Here I would like to discuss about some hot technical topics. About tera-scale, some readers of the Chinese blog made comments about the communication and the memory bandwidth solutions. I would talk more about it. About the interconnection for many cores on the chip We know that the many core system indeed is an integrated system in one chip with many processor cores. The communication among these cores relied on the on-chip interconnection network. For the interconnect solution, we have 3 considerations of cost in the design, which are power, die area and the complexity. Fist of all, the power – Interconnect fabric is very demanding on power, it can consume up to 36% of chip power supply. Naturally, if we increase the fabric bandwidth, we also increase the power consumption. We need to balance the demand on bandwidth and the request from a power management system, so that we can get a dynamic on-demand power supply to save energy. Second factor is the die area.
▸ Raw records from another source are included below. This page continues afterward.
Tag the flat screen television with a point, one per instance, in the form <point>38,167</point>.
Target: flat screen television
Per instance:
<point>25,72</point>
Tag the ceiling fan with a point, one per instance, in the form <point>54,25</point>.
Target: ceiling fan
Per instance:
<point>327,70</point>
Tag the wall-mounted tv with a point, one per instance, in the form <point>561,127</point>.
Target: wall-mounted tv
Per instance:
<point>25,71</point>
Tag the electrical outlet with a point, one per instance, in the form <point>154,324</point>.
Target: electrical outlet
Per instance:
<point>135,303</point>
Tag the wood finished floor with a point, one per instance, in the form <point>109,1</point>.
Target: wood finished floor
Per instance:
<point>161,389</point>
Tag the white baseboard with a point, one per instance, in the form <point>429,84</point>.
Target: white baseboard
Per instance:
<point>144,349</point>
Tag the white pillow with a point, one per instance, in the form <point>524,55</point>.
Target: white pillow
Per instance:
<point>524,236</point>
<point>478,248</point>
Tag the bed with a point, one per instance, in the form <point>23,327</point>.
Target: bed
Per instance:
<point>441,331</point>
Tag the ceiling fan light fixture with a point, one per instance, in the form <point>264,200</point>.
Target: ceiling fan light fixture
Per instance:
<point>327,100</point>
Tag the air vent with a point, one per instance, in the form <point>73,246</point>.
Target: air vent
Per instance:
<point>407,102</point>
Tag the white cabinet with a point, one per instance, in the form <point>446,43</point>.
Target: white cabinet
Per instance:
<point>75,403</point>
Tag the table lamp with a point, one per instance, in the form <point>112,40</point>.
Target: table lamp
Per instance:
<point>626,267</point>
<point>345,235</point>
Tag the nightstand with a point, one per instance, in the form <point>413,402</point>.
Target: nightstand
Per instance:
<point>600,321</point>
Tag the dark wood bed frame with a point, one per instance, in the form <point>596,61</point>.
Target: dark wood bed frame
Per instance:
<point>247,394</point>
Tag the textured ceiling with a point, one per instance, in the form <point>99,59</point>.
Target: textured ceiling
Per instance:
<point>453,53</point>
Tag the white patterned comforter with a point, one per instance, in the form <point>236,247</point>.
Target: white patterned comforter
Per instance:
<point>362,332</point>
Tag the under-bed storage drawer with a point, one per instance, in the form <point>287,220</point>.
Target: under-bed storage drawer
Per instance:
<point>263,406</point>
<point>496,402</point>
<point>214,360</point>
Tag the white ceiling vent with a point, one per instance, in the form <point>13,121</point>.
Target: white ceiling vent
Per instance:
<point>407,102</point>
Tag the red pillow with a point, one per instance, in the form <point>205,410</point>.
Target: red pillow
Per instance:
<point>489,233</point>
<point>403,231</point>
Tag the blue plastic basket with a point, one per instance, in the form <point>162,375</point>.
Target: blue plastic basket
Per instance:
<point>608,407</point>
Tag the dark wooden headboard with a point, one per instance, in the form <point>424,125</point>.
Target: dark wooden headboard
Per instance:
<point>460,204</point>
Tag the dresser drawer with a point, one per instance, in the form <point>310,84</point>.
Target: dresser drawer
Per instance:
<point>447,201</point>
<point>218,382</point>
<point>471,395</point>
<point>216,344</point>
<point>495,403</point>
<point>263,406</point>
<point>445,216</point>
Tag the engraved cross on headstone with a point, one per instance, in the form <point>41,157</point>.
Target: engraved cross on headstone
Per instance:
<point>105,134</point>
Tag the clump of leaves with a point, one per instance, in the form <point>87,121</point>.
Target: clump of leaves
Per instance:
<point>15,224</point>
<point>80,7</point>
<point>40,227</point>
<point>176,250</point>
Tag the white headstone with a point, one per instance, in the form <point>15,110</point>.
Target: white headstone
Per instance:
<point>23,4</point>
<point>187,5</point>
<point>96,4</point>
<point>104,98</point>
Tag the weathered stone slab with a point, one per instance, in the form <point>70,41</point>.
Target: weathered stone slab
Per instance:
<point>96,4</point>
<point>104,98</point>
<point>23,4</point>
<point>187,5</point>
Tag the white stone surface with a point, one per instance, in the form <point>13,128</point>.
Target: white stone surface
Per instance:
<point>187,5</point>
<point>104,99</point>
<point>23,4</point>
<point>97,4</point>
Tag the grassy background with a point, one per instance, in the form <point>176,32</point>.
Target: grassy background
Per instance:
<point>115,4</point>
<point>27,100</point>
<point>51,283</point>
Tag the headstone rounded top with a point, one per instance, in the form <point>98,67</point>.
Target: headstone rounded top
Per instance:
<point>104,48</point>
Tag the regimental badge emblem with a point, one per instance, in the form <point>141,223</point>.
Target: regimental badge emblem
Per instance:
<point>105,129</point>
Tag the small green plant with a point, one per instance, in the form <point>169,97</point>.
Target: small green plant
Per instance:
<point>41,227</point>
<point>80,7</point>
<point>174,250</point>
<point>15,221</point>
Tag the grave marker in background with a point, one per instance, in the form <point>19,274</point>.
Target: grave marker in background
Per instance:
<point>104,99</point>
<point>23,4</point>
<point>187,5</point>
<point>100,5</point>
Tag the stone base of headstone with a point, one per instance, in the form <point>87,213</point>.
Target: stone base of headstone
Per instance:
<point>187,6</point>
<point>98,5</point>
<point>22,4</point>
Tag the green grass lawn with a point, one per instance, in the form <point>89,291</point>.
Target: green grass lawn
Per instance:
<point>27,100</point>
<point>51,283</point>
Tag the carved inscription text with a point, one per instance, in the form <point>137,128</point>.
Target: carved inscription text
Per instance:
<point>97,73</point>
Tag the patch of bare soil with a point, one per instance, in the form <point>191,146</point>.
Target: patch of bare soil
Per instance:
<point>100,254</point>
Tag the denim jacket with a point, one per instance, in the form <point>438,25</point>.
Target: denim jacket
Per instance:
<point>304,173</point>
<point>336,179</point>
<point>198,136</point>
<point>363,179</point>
The feature of VLSI chips is to provide vast number of transistors for designers to build various functional circuits. The interconnect network was just built on these transistors, which possibly occupy more than 1/5 of the die area on one core. The more for interconnect fabric, the less for the processing functions on computing. There must be a trade-off at some point. We prefer not sacrifice too much area from computing function, which means the die area for interconnect fabric is limited. The third is the design complexity. All the circuit design should be optimized. Obviously, a simple circuit is easy to optimize, while the optimization of complex circuits is difficult. Consider 4 common types of the network topology, BUS, bi-directional Ring, 2-D mesh, and the Crossbar. The BUS is the simplest, but each time it can only submit or receive one message. The bi-directional Ring can simultaneously submit or receive messages, and the links can operate at high rate. But when core number increased, it is less economic, because there is only one route. If we add one dimension of the topology, we can get the 2D mesh network, which can process more concurrent messages, with many possible routes. If we continuously increase the dimensions, for example, in a crossbar network, all the cores can communicate with each others simultaneously. The higher dimension networks have better architectural properties. However, they are more difficult to design optimally.





2 Responses to Inside an 80-core chip: the on-chip communication and memory bandwidth solutions
How much of this will be applicable to 16 and 32 core solutions coming down the pipeline in the next 4-6 years?
On a similar note, when we have 16 cores is any of this applicable to 4×4 multiple chip systems?
Interesting stuff!
How many MPEG video streams can an n-CPU multi-core chip decode concurrently?